Helen Bradford came from an old
Providence, RI family that had been long established in both
society and finances. Her parents were quite adamant that Helen
be well educated and meet ‘just the right’ people. She attended
the Lincoln Day School, Providence, RI, and attended and
graduated from Smith College with a degree in English, which her
parents considered ‘appropriate’ for a proper young lady. What
she did, after graduation, caused her parents no end of
consternation. She met and married, a young man from a ‘good
family’, the fifth child and youngest son of the Crane family,
David Crane, who after graduating Brown University, took a
commission in the Navy, and Helen Bradford found she was the
perfect fit for the young man.
Embraced with enthusiasm by the Crane
family, the Bradfords reluctantly gave their blessings to the
young couple, as they were married, and left for David’s first
posting, in the Far East. David Crane worked hard at his career,
as Helen worked equally hard to give him a balance with family
life. David was on course for command in surface ships, and by
the time Lee was born, he was a Lt. Commander, stationed at the
Newport Naval Station in Newport Rhode Island.
Helen and David bought a house in
Providence, with David commuting to the base when he was
stationed at his tours on base. With the training he received
at the schools at Newport, David was made the XO on the USS
Orion. His berth on the Orion was his final posting
as it was on the Orion that he was killed.
With his death, Helen Crane, who had
been a very happy, outgoing person, changed dramatically. She
became withdrawn, and brooding, insisting that Lee do the
‘right’ things for and with both families, but while loving her
son, becoming removed from any but the basic interactions with
him. She did not know how to cope with the loss of her husband,
and it was reflected in her life with her son. The boy knew that
his mother did love him, but he missed his father, and didn’t
know how to cope with his now emotionally removed mother. Helen
tried very hard to give the boy everything he needed, but she
was unable to give him what he wanted, an open and happy mother.

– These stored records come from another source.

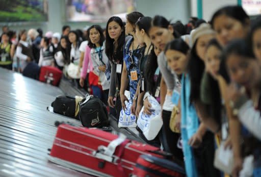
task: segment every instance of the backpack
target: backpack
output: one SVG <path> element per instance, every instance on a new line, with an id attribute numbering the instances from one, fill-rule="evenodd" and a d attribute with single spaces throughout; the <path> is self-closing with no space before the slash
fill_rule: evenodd
<path id="1" fill-rule="evenodd" d="M 59 95 L 51 103 L 54 112 L 66 116 L 78 118 L 79 103 L 84 99 L 79 96 Z"/>
<path id="2" fill-rule="evenodd" d="M 109 124 L 109 115 L 106 106 L 98 98 L 86 96 L 80 104 L 79 117 L 84 127 L 102 127 Z"/>

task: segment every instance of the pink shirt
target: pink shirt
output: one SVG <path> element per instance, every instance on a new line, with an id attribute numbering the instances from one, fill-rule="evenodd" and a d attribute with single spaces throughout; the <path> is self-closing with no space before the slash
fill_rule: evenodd
<path id="1" fill-rule="evenodd" d="M 93 66 L 92 60 L 91 59 L 91 48 L 87 45 L 84 53 L 84 58 L 83 62 L 83 69 L 81 73 L 81 78 L 86 78 L 88 69 L 90 70 L 90 72 L 93 71 Z"/>

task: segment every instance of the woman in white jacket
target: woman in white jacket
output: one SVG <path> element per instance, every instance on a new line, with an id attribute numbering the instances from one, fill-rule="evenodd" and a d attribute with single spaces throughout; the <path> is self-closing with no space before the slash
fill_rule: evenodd
<path id="1" fill-rule="evenodd" d="M 105 54 L 105 38 L 102 35 L 101 28 L 98 25 L 91 26 L 87 30 L 87 36 L 89 38 L 88 45 L 91 48 L 90 53 L 93 71 L 99 77 L 99 82 L 100 83 L 102 90 L 100 90 L 98 86 L 92 86 L 92 89 L 96 93 L 99 92 L 99 94 L 96 95 L 98 95 L 98 97 L 107 105 L 110 80 L 107 79 L 105 71 L 108 58 Z"/>

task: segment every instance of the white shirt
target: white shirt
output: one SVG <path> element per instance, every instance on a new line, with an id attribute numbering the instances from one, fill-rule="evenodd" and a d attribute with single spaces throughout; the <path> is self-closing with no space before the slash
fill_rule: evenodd
<path id="1" fill-rule="evenodd" d="M 79 50 L 81 52 L 85 52 L 85 49 L 88 44 L 88 41 L 83 41 L 80 45 Z"/>

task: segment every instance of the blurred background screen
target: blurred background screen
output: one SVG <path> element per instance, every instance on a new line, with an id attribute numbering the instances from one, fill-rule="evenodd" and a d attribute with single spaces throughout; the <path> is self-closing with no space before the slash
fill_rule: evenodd
<path id="1" fill-rule="evenodd" d="M 69 21 L 106 22 L 112 16 L 125 19 L 135 11 L 136 0 L 66 0 Z"/>
<path id="2" fill-rule="evenodd" d="M 261 14 L 261 0 L 242 0 L 242 3 L 248 15 Z"/>
<path id="3" fill-rule="evenodd" d="M 0 22 L 47 21 L 47 0 L 0 0 Z"/>

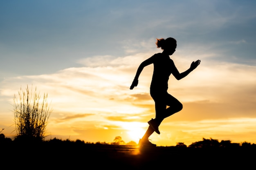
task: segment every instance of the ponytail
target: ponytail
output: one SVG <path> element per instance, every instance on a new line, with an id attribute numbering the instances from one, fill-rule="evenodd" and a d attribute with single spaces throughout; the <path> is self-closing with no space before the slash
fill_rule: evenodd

She was angry with David for dying, and
tried to remove all memory of him from their lives, which only
caused Lee to seek out him in books, and other family. As the
boy grew into a young man, he decided he wanted to follow a
career in the Navy, which further alienated him from his mother.
‘Pops’ DeLuca had filled part of that gap, and Helen had been
either oblivious or not caring. When Lee announced he had an
appointment to the Academy, she stopped talking to him, refused
to attend his graduation, and cut herself off from him. For some
12 years, she received cards from him, and sent him ‘proper’

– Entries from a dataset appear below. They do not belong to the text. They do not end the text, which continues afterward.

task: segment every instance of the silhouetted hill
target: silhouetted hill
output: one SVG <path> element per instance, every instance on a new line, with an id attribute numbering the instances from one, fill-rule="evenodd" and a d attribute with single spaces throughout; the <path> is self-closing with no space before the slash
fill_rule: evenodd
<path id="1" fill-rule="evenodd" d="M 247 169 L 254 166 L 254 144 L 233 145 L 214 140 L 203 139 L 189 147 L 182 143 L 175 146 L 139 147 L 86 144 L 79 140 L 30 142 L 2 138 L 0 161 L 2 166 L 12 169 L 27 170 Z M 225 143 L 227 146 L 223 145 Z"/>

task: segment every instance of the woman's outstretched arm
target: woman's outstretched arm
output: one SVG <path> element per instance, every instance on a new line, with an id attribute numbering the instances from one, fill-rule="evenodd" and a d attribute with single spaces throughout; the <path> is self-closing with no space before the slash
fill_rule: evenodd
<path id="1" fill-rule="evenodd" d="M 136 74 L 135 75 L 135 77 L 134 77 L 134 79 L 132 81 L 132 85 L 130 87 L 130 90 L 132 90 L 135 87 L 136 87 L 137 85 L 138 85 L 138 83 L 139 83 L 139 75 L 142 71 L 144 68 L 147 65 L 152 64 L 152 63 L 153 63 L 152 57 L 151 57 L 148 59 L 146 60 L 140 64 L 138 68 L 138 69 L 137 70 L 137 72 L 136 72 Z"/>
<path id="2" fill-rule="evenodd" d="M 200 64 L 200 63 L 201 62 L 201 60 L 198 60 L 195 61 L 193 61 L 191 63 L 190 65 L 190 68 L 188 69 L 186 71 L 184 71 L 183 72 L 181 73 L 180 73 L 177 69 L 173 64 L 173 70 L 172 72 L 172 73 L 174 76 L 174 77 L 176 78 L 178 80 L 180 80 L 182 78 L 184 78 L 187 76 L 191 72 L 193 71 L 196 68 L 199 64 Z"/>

responses, but never spoke to him.
Her relationship with him began to
change when he left the Navy to go to NIMR. Helen knew it was
‘based’ in the Navy and Navy rules and regulations, but in her
mind, it was not the Navy that she hated, so she started to
soften to Lee’s commitment to boats and the sea. When he was
blinded by Dr. Gamma, and all thought he would never regain his
sight, she made arrangements for him to come home to live with
her. Fortunately, his sight did return, and Helen made her first
trip to the west coast in twenty years to see Lee.
At that time, they reconciled, and began
to build their relationship anew.
When Lee started dating Cathy Connors,
Helen and Lee finally resolved all of their differences, due in
part to Cathy’s desire to know Lee’s mother, and make her a part
of their lives. Lee willingly gave in, longing to have the
mother he knew as a young boy, before his mother died.
Helen rejoiced in the birth of her
grandson, Robert, and travelled to Santa Barbara a number of
times to share with Lee and Cathy in the growth of their son.
She became very close to Cathy, coming to love her dearly.
When Cathy was killed, and Lee left a
widower with a small child, Helen did the only thing she could.
She closed her house, and went to the west coast to live with
Lee and help raise Robert.
Living with her son, she saw him do what
she had done when David died, and every moment she could she
tried to protect young Robert from the deep, brooding grief that
Lee was going through. Lee, having lived through the loss of his
father at a young age, worked hard at being as engaged and
loving as he could be when he was not on a mission away from the
Institute. Whenever he was with Robert, whether he was home or
in the MedCenter, with Helen’s help, he was involved with his
son, something his mother had not been with him.
When Caitlin Davis began helping with
the children of the senior staff, Helen Crane immediately
recognized her interest in Lee, and Lee’s complete obliviousness
to that interest. She was extremely pleased when Lee and
Caitlin began to date, and later married. She remained living at
the Institute for the rest of her life, but she did reopen her
house in Providence, and often took Robert on extended trips
east to get to know his family there.